La Russie est intervenue militairement en Syrie en septembre 2015, entrant dans la guerre civile aux côtés de Bachar al-Assad, alors que les forces du régime perdaient du terrain face aux groupes d’opposition.
Moscou affirmait initialement que ses frappes visaient le groupe terroriste État islamique. Des organisations internationales ont toutefois documenté que la majorité des frappes russes avaient touché des zones civiles contrôlées par l’opposition. Le collectif de surveillance Airwars estime que ces frappes ont fait plus de 14 000 morts parmi les civils syriens.
Cette campagne militaire de neuf ans en Syrie a constitué l’engagement du Kremlin le plus important dans un conflit hors de l’ex-Union soviétique, avant l’invasion à grande échelle de l’Ukraine en février 2022.
Lorsque le régime d’al-Assad s’est finalement effondré en décembre 2024, les navires de guerre russes ont quitté Tartous en quelques jours, par mesure de précaution afin d’éviter d’être saisis ou empêchés de partir.
En août, Damas a annoncé avoir conclu un accord avec Moscou visant à maintenir la présence russe dans les deux bases militaires qu’elle possède dans le pays.

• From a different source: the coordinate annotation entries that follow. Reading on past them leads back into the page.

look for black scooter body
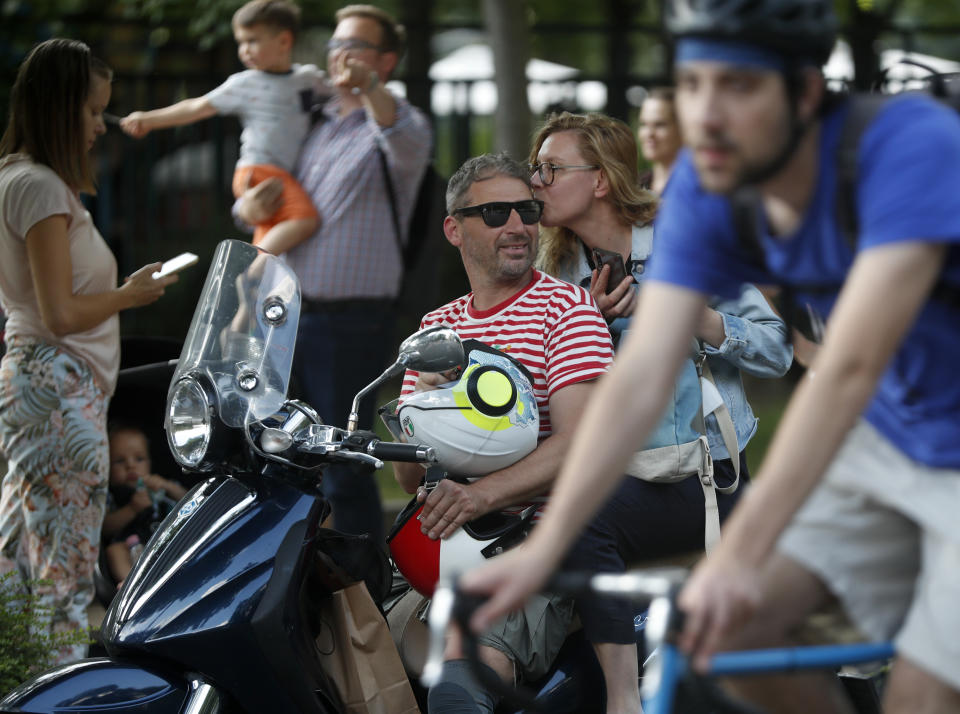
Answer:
[0,476,341,714]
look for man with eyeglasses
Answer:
[394,154,613,712]
[237,5,432,542]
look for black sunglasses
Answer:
[327,37,382,52]
[454,198,543,228]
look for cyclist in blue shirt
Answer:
[464,0,960,712]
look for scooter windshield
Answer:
[171,240,300,427]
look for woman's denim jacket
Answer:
[560,226,793,460]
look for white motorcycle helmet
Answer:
[397,343,540,476]
[380,340,540,597]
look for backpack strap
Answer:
[836,94,889,253]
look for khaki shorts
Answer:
[477,594,573,682]
[778,420,960,689]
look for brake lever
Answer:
[330,451,383,469]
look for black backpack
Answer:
[731,69,960,334]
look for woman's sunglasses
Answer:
[454,198,543,228]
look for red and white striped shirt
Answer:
[400,270,613,441]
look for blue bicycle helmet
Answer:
[666,0,837,66]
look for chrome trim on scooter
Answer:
[183,679,221,714]
[119,482,256,622]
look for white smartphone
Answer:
[153,253,198,280]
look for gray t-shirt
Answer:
[206,64,330,171]
[0,154,120,394]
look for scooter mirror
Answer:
[347,325,467,432]
[397,325,466,372]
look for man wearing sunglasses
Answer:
[237,5,432,541]
[394,154,613,712]
[463,0,960,714]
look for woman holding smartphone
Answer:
[530,112,792,712]
[0,39,176,661]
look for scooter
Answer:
[0,241,624,714]
[0,241,450,714]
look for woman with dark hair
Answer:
[0,39,176,661]
[530,112,792,713]
[637,87,683,196]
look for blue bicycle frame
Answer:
[421,568,896,714]
[643,642,895,714]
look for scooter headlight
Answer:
[164,377,213,469]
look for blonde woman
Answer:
[530,113,792,714]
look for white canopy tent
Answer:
[429,43,607,115]
[823,40,960,92]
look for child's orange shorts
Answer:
[233,164,320,245]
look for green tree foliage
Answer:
[0,572,90,696]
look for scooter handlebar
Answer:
[367,441,437,463]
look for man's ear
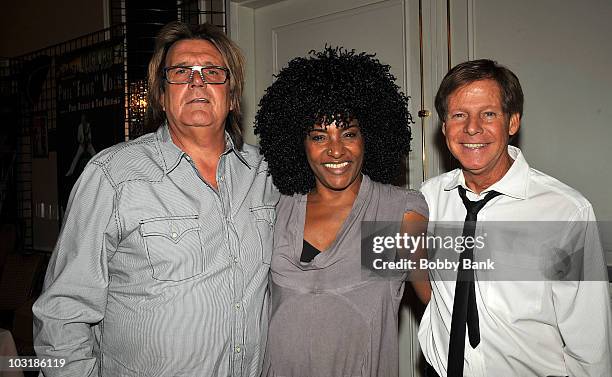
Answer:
[508,113,521,136]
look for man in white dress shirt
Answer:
[419,59,612,377]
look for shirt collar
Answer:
[444,145,529,199]
[156,122,251,173]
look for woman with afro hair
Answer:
[255,47,429,377]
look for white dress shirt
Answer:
[419,146,612,377]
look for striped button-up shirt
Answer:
[33,126,278,377]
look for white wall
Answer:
[444,0,612,256]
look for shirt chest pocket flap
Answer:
[140,215,205,281]
[250,205,276,264]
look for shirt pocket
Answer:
[250,205,276,264]
[140,215,205,281]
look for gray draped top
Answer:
[263,175,428,377]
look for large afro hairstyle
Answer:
[255,46,412,195]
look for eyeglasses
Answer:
[164,65,229,85]
[446,111,504,124]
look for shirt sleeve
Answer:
[32,163,120,377]
[552,206,612,377]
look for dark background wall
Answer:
[0,0,105,57]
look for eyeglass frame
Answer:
[163,65,230,85]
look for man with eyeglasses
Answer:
[33,22,278,377]
[419,59,612,377]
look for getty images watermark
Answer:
[372,232,495,271]
[361,221,612,281]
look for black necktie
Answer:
[448,186,501,377]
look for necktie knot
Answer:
[458,186,501,221]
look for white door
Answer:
[231,0,423,376]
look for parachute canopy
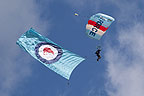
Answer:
[86,13,114,40]
[74,13,78,16]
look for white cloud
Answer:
[0,0,47,96]
[105,23,144,96]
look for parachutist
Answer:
[95,49,101,61]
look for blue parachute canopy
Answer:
[86,13,114,40]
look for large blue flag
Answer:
[17,28,84,79]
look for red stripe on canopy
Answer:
[88,20,108,31]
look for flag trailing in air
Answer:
[16,28,85,80]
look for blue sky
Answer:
[0,0,144,96]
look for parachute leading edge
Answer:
[86,13,114,40]
[17,28,85,79]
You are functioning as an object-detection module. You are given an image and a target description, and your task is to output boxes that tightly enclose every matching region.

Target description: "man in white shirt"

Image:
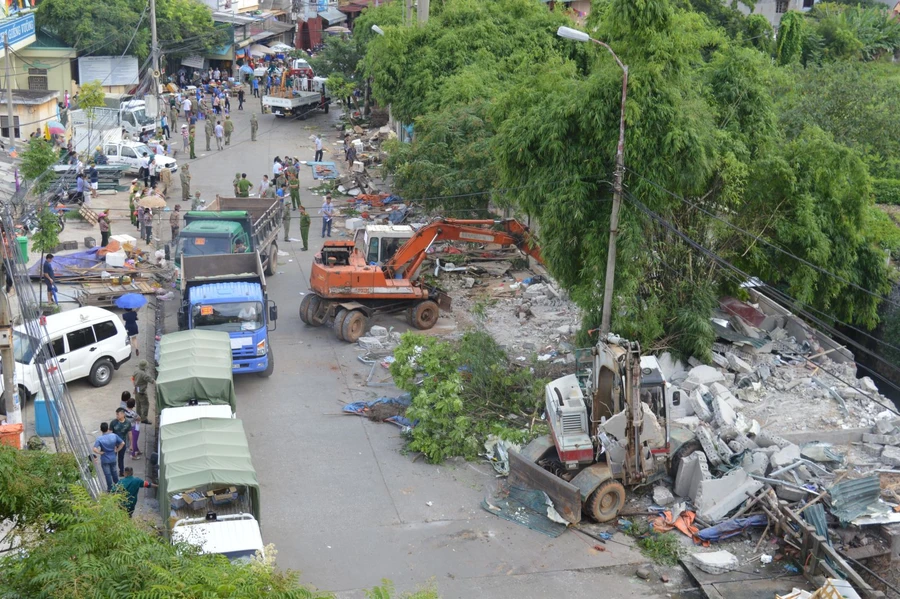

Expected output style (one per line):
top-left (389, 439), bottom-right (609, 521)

top-left (313, 135), bottom-right (322, 162)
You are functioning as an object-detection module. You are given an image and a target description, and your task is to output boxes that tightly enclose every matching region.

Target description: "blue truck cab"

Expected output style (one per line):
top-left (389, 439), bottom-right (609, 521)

top-left (178, 252), bottom-right (278, 377)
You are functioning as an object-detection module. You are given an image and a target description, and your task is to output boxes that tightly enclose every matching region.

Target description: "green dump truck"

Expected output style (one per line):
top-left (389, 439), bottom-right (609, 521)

top-left (156, 330), bottom-right (263, 560)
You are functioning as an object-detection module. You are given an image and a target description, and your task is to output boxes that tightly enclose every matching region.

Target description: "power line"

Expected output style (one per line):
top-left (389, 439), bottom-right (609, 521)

top-left (626, 194), bottom-right (900, 414)
top-left (625, 166), bottom-right (900, 308)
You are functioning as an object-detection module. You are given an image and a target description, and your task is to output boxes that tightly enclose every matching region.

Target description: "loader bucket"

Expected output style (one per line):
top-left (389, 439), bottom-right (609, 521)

top-left (509, 436), bottom-right (581, 524)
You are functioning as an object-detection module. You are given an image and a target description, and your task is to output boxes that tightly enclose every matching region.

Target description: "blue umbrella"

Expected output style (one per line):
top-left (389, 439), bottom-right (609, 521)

top-left (116, 293), bottom-right (147, 310)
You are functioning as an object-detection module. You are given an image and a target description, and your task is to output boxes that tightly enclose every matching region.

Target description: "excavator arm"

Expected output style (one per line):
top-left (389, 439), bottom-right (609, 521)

top-left (384, 219), bottom-right (543, 278)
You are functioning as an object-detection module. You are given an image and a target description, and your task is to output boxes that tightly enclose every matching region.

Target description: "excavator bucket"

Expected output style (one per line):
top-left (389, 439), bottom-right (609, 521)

top-left (508, 435), bottom-right (581, 524)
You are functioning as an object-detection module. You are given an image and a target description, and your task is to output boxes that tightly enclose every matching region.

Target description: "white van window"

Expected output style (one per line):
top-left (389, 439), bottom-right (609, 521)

top-left (66, 327), bottom-right (96, 352)
top-left (94, 320), bottom-right (116, 341)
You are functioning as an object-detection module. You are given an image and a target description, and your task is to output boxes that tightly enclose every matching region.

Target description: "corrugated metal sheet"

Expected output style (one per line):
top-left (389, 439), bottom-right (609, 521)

top-left (828, 475), bottom-right (881, 522)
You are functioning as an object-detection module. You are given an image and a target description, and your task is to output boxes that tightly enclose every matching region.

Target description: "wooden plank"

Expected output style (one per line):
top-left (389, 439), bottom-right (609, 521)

top-left (509, 450), bottom-right (581, 524)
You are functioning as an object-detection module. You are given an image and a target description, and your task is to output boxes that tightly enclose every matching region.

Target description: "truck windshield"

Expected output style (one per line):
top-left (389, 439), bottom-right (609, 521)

top-left (13, 330), bottom-right (39, 364)
top-left (176, 233), bottom-right (231, 258)
top-left (191, 302), bottom-right (263, 332)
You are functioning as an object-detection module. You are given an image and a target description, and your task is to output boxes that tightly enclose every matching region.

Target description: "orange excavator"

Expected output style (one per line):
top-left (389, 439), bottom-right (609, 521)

top-left (300, 219), bottom-right (541, 343)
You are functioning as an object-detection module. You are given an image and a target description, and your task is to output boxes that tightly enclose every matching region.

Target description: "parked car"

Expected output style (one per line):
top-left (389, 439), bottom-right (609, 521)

top-left (13, 306), bottom-right (131, 396)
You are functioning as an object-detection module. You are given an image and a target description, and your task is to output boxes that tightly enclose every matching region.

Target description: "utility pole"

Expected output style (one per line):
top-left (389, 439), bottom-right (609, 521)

top-left (3, 33), bottom-right (16, 155)
top-left (150, 0), bottom-right (162, 126)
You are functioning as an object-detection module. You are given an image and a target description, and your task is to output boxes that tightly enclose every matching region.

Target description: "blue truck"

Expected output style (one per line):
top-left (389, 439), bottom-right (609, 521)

top-left (178, 252), bottom-right (278, 377)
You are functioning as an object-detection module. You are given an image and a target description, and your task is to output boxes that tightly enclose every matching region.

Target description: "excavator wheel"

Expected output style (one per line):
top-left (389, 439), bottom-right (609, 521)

top-left (341, 310), bottom-right (368, 343)
top-left (333, 308), bottom-right (350, 341)
top-left (584, 480), bottom-right (625, 522)
top-left (412, 300), bottom-right (441, 331)
top-left (306, 295), bottom-right (328, 327)
top-left (300, 293), bottom-right (314, 324)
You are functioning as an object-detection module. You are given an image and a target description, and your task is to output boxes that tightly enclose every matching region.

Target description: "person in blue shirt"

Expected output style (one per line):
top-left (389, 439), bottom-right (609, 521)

top-left (94, 422), bottom-right (125, 493)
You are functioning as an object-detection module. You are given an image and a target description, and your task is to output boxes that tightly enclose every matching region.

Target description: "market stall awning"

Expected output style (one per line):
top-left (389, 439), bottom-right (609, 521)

top-left (250, 44), bottom-right (275, 56)
top-left (319, 8), bottom-right (347, 25)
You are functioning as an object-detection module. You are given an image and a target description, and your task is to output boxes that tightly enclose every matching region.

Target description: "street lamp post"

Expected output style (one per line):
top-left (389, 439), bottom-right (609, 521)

top-left (556, 27), bottom-right (628, 338)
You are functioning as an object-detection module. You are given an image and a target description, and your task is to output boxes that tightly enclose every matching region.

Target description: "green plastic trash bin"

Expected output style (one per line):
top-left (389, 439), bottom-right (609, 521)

top-left (16, 237), bottom-right (28, 264)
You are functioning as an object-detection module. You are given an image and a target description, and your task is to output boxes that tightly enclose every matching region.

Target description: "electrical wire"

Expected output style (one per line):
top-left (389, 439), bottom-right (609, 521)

top-left (625, 193), bottom-right (900, 414)
top-left (625, 166), bottom-right (900, 308)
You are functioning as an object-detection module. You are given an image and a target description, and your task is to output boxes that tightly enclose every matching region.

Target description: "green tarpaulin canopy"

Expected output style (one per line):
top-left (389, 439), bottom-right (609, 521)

top-left (156, 331), bottom-right (237, 413)
top-left (158, 418), bottom-right (260, 521)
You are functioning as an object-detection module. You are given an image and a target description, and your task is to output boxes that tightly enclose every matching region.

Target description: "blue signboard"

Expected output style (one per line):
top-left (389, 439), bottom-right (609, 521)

top-left (0, 13), bottom-right (36, 51)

Le 9 août, l’agence de presse officielle syrienne SANA a cité le ministère des Affaires étrangères, selon lequel les bases aérienne de Hmeimim et navale de Tartous deviendraient des "centres conjoints de formation et de renforcement des capacités", dans le cadre de nouvelles dispositions destinées à préserver "les intérêts mutuels".
La source militaire européenne de haut rang a évoqué plusieurs facteurs qui compliquent le maintien de la présence russe en Méditerranée, notamment le vieillissement de la marine russe, les sanctions européennes visant sa flotte fantôme, ainsi que les drones navals et aériens ukrainiens qui ciblent les bâtiments russes en mer Noire.
La pression exercée par l’Europe et l’Ukraine sur la flotte fantôme pousse également la Russie à déployer des escortes militaires pour protéger ses pétroliers.